An A/B test, also known as a split test, is an experimental process where marketers divide their target audience into two groups (A and B) and show them different versions of a certain image, webpage, campaign, email or other content. One group is exposed to the original version and the other group is exposed to the new version. The goal of this process is to test how one version performs alongside another.
Let’s say you want to improve the click-through rate (CTR) of an important button on your homepage and (after a bit of analysis) think the colour of this button could play a crucial role in this. To run an A/B test, you’ll need to create two different versions of your homepage: a “control” homepage where the button has its original colour, green for example, and a new “test” homepage where you change the colour of the button to red. You’ll then split the visitors of your homepage into two similarly sized audiences and show them either one of the versions. After a predefined period of time you should be able to analyze whether there is a statistically significant difference between the two button colours or not. Suppose the CTR of the new red button is significantly higher than the red one, then the marketers should strongly consider changing the button colour to red.

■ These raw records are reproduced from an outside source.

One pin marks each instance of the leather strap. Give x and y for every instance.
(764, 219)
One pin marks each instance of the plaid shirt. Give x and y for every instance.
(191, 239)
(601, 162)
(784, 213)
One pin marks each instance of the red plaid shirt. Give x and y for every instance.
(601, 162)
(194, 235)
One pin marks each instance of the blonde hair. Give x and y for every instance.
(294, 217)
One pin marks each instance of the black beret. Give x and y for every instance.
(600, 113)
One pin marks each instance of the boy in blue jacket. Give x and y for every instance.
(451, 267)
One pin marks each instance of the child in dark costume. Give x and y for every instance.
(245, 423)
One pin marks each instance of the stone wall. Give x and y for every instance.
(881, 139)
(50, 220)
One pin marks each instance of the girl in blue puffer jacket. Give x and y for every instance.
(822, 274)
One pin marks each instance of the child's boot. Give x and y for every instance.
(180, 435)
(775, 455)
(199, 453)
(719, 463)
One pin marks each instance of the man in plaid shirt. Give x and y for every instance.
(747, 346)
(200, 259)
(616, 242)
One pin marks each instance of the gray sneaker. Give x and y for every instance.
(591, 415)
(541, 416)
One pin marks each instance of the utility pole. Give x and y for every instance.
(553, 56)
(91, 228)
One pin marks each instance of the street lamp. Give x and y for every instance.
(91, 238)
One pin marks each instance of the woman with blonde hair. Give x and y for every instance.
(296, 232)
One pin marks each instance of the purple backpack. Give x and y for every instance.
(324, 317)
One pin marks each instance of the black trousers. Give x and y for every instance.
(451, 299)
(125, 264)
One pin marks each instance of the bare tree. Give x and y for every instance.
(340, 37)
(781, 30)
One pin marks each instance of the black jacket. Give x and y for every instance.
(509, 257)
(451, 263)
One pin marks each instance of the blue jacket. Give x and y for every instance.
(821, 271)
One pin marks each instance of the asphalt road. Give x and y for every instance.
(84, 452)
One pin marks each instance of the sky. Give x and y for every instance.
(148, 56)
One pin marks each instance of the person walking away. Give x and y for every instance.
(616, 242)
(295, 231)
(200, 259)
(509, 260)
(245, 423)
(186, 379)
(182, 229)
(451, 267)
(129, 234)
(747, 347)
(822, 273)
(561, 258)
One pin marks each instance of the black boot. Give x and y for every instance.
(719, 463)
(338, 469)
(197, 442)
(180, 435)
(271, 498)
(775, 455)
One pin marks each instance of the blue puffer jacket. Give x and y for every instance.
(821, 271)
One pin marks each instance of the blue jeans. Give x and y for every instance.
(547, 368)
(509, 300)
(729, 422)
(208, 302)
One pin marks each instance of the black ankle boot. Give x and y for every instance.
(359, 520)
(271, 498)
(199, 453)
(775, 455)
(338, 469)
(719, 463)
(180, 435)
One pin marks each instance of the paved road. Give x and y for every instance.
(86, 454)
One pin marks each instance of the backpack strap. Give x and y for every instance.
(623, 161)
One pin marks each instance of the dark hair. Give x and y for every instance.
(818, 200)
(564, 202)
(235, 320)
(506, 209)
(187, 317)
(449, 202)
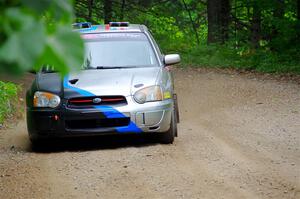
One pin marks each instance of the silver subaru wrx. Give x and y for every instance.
(125, 86)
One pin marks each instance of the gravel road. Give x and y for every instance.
(239, 137)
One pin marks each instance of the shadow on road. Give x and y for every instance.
(93, 143)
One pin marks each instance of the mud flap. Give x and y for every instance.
(176, 108)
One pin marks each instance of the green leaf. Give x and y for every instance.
(24, 45)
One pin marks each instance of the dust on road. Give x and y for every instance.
(238, 138)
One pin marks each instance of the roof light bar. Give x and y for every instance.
(118, 24)
(81, 25)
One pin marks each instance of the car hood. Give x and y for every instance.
(101, 82)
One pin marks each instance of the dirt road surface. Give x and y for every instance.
(239, 137)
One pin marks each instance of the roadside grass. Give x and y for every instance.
(8, 100)
(264, 61)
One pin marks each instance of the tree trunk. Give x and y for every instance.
(256, 25)
(218, 16)
(192, 22)
(107, 11)
(122, 9)
(90, 9)
(298, 20)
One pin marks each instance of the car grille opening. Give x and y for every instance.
(82, 102)
(97, 123)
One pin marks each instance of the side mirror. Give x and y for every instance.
(32, 71)
(172, 59)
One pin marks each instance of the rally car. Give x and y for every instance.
(125, 86)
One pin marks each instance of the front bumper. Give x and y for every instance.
(132, 118)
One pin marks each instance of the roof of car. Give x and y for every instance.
(111, 28)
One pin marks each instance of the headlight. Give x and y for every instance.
(149, 94)
(44, 99)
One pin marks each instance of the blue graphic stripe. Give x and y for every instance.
(88, 29)
(108, 111)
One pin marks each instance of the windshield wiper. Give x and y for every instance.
(109, 67)
(114, 67)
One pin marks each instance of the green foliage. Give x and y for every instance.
(8, 99)
(243, 58)
(34, 33)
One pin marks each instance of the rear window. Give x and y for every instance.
(118, 50)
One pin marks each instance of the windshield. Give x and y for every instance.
(109, 50)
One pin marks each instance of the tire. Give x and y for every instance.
(168, 137)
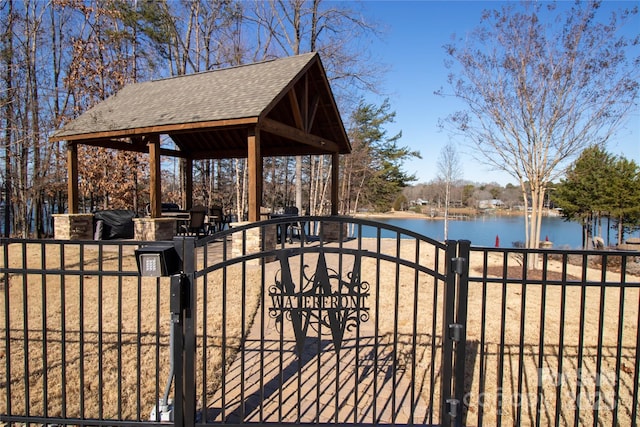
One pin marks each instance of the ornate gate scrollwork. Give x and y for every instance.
(323, 299)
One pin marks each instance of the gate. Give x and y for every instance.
(341, 323)
(295, 320)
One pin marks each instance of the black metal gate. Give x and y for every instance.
(295, 320)
(345, 322)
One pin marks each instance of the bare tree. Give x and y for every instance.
(449, 172)
(538, 89)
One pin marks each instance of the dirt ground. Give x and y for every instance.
(109, 337)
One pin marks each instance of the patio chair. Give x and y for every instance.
(216, 218)
(196, 223)
(294, 229)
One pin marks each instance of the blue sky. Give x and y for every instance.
(412, 48)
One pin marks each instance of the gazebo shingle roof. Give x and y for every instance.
(204, 112)
(282, 107)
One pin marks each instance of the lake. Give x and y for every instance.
(482, 231)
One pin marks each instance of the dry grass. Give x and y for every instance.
(93, 327)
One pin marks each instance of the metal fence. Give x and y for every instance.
(552, 337)
(306, 321)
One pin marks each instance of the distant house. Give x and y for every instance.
(490, 204)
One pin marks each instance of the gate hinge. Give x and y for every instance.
(459, 265)
(455, 331)
(452, 407)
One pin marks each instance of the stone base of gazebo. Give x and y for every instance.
(251, 241)
(331, 231)
(154, 229)
(73, 226)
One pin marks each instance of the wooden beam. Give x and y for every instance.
(155, 184)
(126, 146)
(254, 164)
(154, 129)
(187, 202)
(295, 107)
(72, 177)
(312, 114)
(289, 132)
(335, 175)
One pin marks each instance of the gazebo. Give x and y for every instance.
(281, 107)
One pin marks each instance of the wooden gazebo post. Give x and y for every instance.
(72, 177)
(155, 187)
(254, 164)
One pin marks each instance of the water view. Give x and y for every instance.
(482, 231)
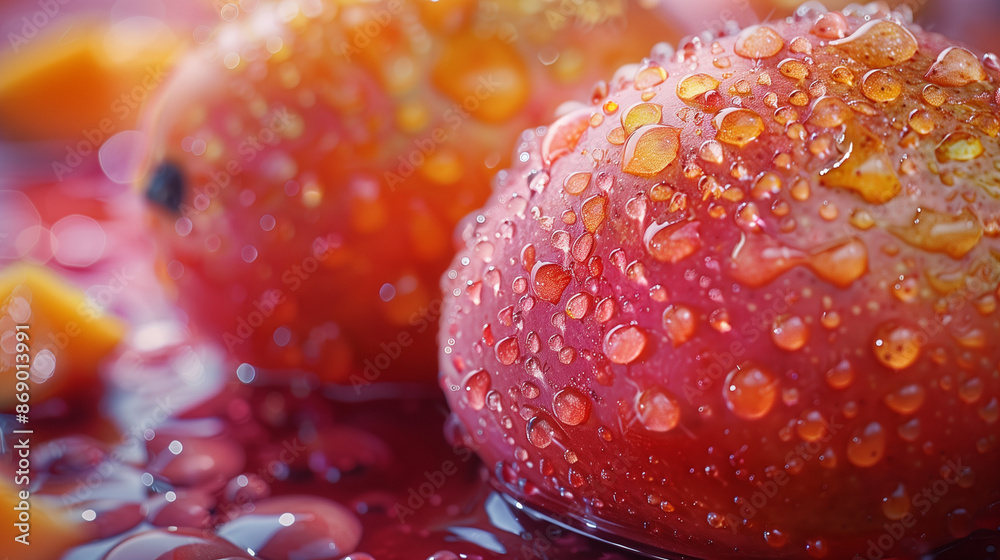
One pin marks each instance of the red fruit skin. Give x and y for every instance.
(737, 398)
(360, 142)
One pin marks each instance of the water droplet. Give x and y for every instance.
(865, 168)
(921, 121)
(711, 152)
(477, 385)
(696, 85)
(933, 95)
(906, 289)
(881, 86)
(758, 41)
(750, 391)
(576, 183)
(641, 114)
(830, 112)
(564, 134)
(895, 506)
(812, 426)
(624, 344)
(657, 410)
(776, 538)
(579, 305)
(507, 350)
(897, 346)
(842, 264)
(680, 323)
(959, 146)
(956, 67)
(672, 243)
(594, 211)
(571, 407)
(879, 44)
(867, 446)
(650, 149)
(549, 281)
(842, 75)
(540, 432)
(831, 25)
(583, 246)
(841, 375)
(905, 400)
(933, 231)
(738, 127)
(650, 74)
(789, 333)
(317, 528)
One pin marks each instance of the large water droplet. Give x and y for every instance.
(650, 74)
(750, 391)
(540, 432)
(738, 127)
(864, 169)
(594, 211)
(657, 410)
(758, 41)
(576, 183)
(942, 233)
(959, 146)
(879, 44)
(549, 281)
(671, 243)
(841, 375)
(571, 407)
(507, 350)
(956, 67)
(564, 134)
(789, 333)
(842, 264)
(650, 149)
(624, 344)
(881, 86)
(696, 85)
(295, 528)
(641, 114)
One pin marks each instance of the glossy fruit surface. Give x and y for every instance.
(745, 309)
(309, 163)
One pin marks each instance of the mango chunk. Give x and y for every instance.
(67, 332)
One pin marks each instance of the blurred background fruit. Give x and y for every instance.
(309, 163)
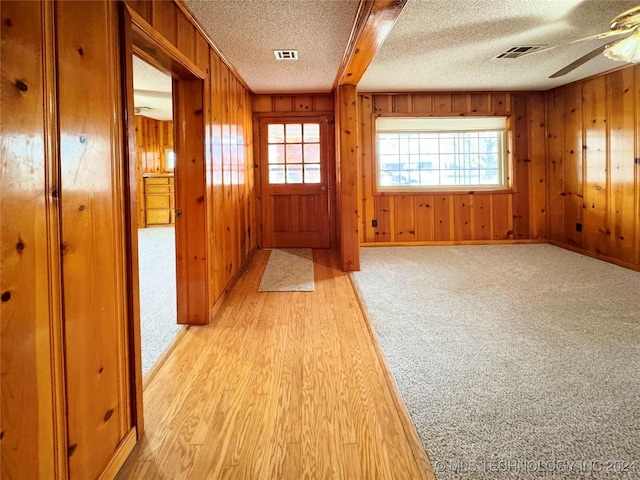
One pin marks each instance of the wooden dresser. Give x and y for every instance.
(159, 199)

Note that in this example we only changed one single variable: colour. If we would also change the position and size of the button on our test homepage, we wouldn’t be able to attribute the outcome of our test solely to the colour. In order to test changes in multiple variables, we could conduct a multivariate test. Tip: if you don't know what element has most effect on a website, you can use a multivariate test to find out, and then use A/B testing to optimize that element.
It’s also possible to involve more than two variations for one variable in your test. Assume you would also create versions of your homepage with an orange or yellow button. Or maybe you even want to test 41 different shades of blue. As long as you only change one single variable in your versions, the A/B test principles would still apply. We call this an A/B/n test, where “n” refers to the extra number of variations being tested.